Following my recent post on Hadoop and MapReduce, I want to share a few helpful resources I’ve found in the areas of data mining and statistical analysis. I’ll look into helpful ways of visualizing data later on (including new/improved helpful charting libraries from Google), however this post will deal almost exclusively with the question of how to go about understanding and acquiring helpful sets of data.
Here is a fairly helpful broad introduction to data mining and it’s applications.
The best introduction to these subjects I’ve found are a series of “Stats 202” videos done by Stanford professor David Mease:
Statistical Aspects of Data Mining (Stats 202): Lecture 1, Lecture 2, Lecture 3, Lecture 4, Lecture 5, Lecture 6, Lecture 7, Lecture 8, Lecture 9, Lecture 10, Lecture 11, Lecture 12, Lecture 13
It may surprise you to find this out, but the easiest and fastest tools to use when starting out are generally spreadsheet applications like Microsoft Excel and OpenOffice’s Calc which will help you quickly import and visualize your data.
However, another popular tool for statistics and data mining is the R Project for Statistical Computing which is free and has binaries for Windows, Mac, and Linux.

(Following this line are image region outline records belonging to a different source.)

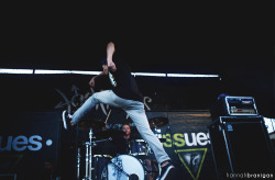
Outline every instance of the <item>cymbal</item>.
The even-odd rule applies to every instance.
[[[153,127],[162,127],[162,126],[165,126],[166,124],[168,124],[168,119],[167,117],[163,117],[163,116],[160,116],[160,117],[153,117],[153,119],[150,119],[148,120],[148,123],[150,123],[150,127],[153,128]]]
[[[101,120],[97,120],[97,119],[94,119],[94,120],[85,119],[79,122],[79,128],[81,130],[89,130],[90,127],[96,128],[96,130],[101,130],[105,126],[106,126],[105,122]]]

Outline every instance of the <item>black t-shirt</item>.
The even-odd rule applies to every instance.
[[[120,98],[143,102],[143,97],[134,77],[131,75],[130,67],[121,59],[114,59],[117,70],[109,70],[109,79],[112,85],[112,91]]]

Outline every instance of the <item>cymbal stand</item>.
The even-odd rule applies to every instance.
[[[91,159],[92,159],[92,154],[91,154],[91,147],[96,144],[92,144],[91,142],[92,138],[92,128],[90,127],[89,131],[89,142],[86,142],[84,145],[86,147],[86,156],[85,156],[85,180],[91,180]]]
[[[80,155],[80,147],[77,148],[77,180],[79,180],[79,177],[80,177],[80,158],[81,158],[81,155]]]

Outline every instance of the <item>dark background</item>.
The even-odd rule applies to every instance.
[[[3,5],[1,68],[101,70],[112,41],[136,72],[217,74],[221,80],[136,77],[168,110],[209,109],[219,93],[254,97],[274,117],[274,2],[13,3]],[[1,75],[3,108],[53,109],[54,88],[90,76]],[[54,102],[52,102],[54,101]],[[12,103],[11,103],[12,102]]]

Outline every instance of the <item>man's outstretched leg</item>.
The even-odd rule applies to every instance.
[[[131,101],[131,100],[129,100]],[[161,166],[161,172],[157,180],[168,180],[173,178],[175,167],[170,164],[170,158],[164,150],[163,144],[155,136],[148,125],[148,121],[145,114],[144,104],[139,101],[132,101],[132,103],[124,109],[131,120],[134,122],[142,138],[153,149],[158,165]]]
[[[76,125],[96,104],[103,103],[114,105],[113,102],[113,92],[111,90],[94,93],[73,115],[66,111],[63,112],[64,128],[67,130],[69,125]]]

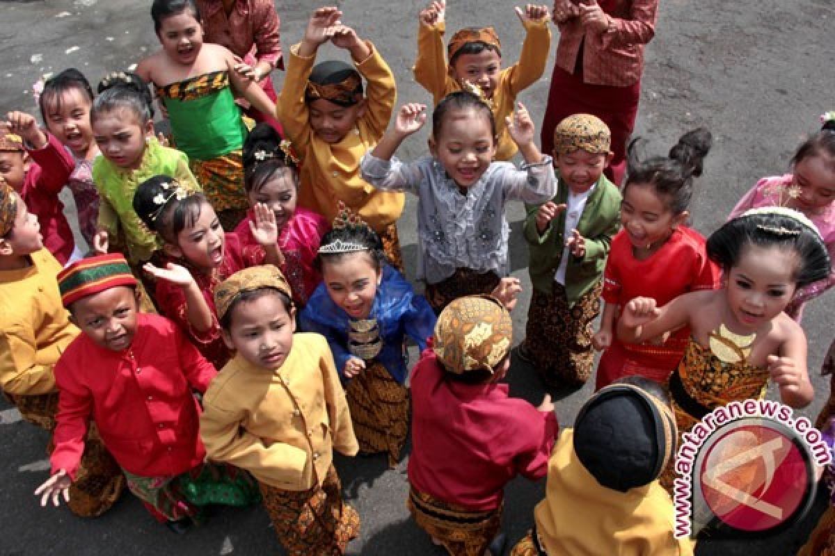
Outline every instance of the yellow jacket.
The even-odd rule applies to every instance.
[[[274,372],[235,357],[209,385],[203,408],[208,458],[283,490],[321,485],[334,449],[349,456],[359,449],[331,348],[319,334],[294,334]]]
[[[61,265],[46,248],[32,266],[0,270],[0,388],[32,396],[55,391],[53,368],[78,335],[61,304]]]
[[[528,22],[519,61],[503,69],[498,75],[498,87],[493,93],[493,117],[496,119],[498,145],[496,160],[510,160],[516,154],[516,143],[510,138],[504,118],[514,113],[516,95],[542,77],[551,48],[551,31],[548,20]],[[415,81],[432,93],[435,104],[450,93],[460,91],[461,86],[449,77],[447,52],[443,46],[443,22],[427,27],[420,24],[418,32],[418,60],[412,71]]]
[[[302,158],[299,204],[332,222],[337,201],[343,201],[377,232],[383,232],[400,218],[405,196],[377,191],[360,176],[360,159],[377,145],[394,108],[397,89],[392,70],[371,43],[371,56],[357,63],[357,70],[367,81],[366,112],[357,120],[354,133],[337,144],[328,144],[311,129],[305,88],[315,56],[298,55],[299,45],[290,49],[284,88],[276,110],[293,148]]]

R also includes a helpful “sample” function to help you extract meaningful results from a subset of your data without having to process it all at once.
Know of any other helpful sites or statistical tools? Post them below!
Helpful hint regarding videos: If you are like me and prefer to watch/listen to long lectures in your car or otherwise on the go on your netbook, iPod or other mobile device. Try looking for the above mentioned videos on Google Video instead of YouTube. Google Video includes a helpful download link that allows you to take a copy of the movie with you.